A truly exceptional DMV golfer will show off his skills during the first annual Capital Long Drive Classic on Oct. 24, presented by Events DC held at East Potomac Golf Course in Washington, D.C.
History will be made as this will be the first-ever professional Golf Long Drive Competition brought to the District in a made-for-television event. This match will subsequently be aired on the Golf Channel during a future broadcast featuring local professional long drive competitor Josh Jackson.
Jackson is also a golf instructor in the area with a strong passion for the sport he started playing at the age of 12 years old.
The son of former NFL All-Pro tackle John Jackson was a four-sport athlete in high school who then went on to show off his athleticism and versatility as a fullback at Eastern Kentucky University before transferring to HBCU Kentucky State University, where he played both on a football and golf scholarship.
“I ended up getting the No. 2 spot on the golf team,” Jackson said about his collegiate experience. “I only played two years there, but I ended up winning MVP the next year…I went all-conference the first year, and we had a decent finish in the minority PGA tournament.”
Though he loves the game, Jackson had to deal with bouts of racism growing up playing in a sport dominated by White players.
“People will do it right to your face,” Jackson said about dealing with racism playing in a predominantly White sport. “Even when I was pursuing professional golf back in 2014, I’d show up to a course, and people would ask me if I’m a caddy.
It’s pretty ridiculous, of course, you know, it’s the way things are, but the more and more people speak up about it, the more that we make people aware of what people are doing and the more things can change.”
Knowing about the political landscape of what is going on with race relations in the country, Jackson wants to use this competition as a pedestal to introduce the game of golf to more African American children so they can create more diversity in the sport.
“It feels great. I couldn’t ask for a better opportunity to showcase what I’m able to do, but also represent Black golfers,” Jackson said. “It’s going to be huge because there are not that many Black golfers on tour. I think that it will be great for golf overall to showcase some people you wouldn’t normally see.”
Though he dealt with emotional adversity and is still conquering it to this day, he also suffered and persevered through a physical roadblock that could have cost him his career.
Jackson ruptured a patella in 2014, but recovered in 2017 and decided to become a long drive competitor.
“It took me a long time to get back to normal,” Jackson said about his rehabilitation process.
A year later, he added 17 miles per hour to his clubhead speed, logged a 402-yard drive during his first year of competition in 2019 and is currently No. 133 in the world rankings.
“Initially, when I tore my kneecap, it was not attached to my shin for a good amount of time before I had surgery,” Jackson said. “So I couldn’t swing a golf club, and then once they ended up repairing it, my muscles hadn’t been used for so long that I had to rebuild it from scratch.
“It took me about until 2016 to even want to pick up a club. I didn’t even care to play golf anymore…I was just trying to get back to jog or even use my leg correctly. It was pretty bad, but everything ended up working out tremendously. You couldn’t have told me back in 2014 that I’d be doing anything like this.”

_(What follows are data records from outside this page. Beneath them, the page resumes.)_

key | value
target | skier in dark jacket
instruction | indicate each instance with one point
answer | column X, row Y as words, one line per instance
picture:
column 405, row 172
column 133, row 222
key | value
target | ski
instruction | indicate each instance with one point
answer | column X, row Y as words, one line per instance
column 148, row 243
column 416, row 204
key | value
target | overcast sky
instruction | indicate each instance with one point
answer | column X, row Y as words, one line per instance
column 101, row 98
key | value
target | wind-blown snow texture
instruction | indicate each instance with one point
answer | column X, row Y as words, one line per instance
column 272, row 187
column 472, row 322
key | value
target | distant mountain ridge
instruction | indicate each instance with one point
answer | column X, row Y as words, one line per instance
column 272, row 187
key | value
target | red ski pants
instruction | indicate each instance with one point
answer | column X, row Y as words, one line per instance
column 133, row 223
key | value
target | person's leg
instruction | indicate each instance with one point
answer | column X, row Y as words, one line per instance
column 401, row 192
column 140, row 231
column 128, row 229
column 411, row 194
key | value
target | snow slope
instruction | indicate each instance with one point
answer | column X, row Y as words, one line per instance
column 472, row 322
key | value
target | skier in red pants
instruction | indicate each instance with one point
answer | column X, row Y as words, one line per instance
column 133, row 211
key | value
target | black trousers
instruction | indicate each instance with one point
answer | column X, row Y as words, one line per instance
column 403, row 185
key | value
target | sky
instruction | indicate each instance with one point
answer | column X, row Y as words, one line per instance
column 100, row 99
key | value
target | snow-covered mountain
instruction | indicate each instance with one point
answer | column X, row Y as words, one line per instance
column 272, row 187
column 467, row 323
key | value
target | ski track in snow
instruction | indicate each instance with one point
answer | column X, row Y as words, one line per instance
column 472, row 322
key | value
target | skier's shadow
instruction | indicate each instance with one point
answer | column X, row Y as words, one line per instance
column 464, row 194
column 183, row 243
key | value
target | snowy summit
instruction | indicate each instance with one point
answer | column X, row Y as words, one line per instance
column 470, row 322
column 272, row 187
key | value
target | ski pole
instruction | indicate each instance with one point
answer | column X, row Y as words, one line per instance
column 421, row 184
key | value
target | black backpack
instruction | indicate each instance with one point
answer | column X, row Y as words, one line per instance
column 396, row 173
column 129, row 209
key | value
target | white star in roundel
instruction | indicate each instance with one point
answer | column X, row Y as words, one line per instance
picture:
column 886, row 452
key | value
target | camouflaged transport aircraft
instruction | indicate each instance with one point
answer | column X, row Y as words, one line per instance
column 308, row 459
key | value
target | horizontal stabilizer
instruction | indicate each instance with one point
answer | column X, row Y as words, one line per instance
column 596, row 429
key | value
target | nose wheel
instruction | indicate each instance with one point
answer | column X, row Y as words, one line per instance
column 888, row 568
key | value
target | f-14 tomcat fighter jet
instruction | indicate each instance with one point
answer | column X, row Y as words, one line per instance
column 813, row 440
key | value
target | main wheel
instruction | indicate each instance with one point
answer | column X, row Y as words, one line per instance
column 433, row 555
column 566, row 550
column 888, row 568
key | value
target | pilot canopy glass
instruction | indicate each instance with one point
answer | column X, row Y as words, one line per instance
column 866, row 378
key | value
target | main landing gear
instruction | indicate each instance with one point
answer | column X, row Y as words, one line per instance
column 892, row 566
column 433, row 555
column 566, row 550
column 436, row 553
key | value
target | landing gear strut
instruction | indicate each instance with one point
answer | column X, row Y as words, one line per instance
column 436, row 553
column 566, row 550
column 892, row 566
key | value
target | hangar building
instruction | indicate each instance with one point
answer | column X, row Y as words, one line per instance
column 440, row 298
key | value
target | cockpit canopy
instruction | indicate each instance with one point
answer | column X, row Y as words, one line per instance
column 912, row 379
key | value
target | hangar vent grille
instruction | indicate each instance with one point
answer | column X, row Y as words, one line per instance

Despite all of the challenges that he’s faced, Jackson still cherishes the game and wants to play on the PGA Tour in the future, but he’s focused on winning this tournament.
“I just gotta swing,” Jackson said about what he needs to do to win. “I need to swing my swing, launch the ball correctly, and make sure my spin rate is down. I’m focusing on that I’m putting enough power on the ball and making sure that my launch and my trajectory are intact because that will be huge.”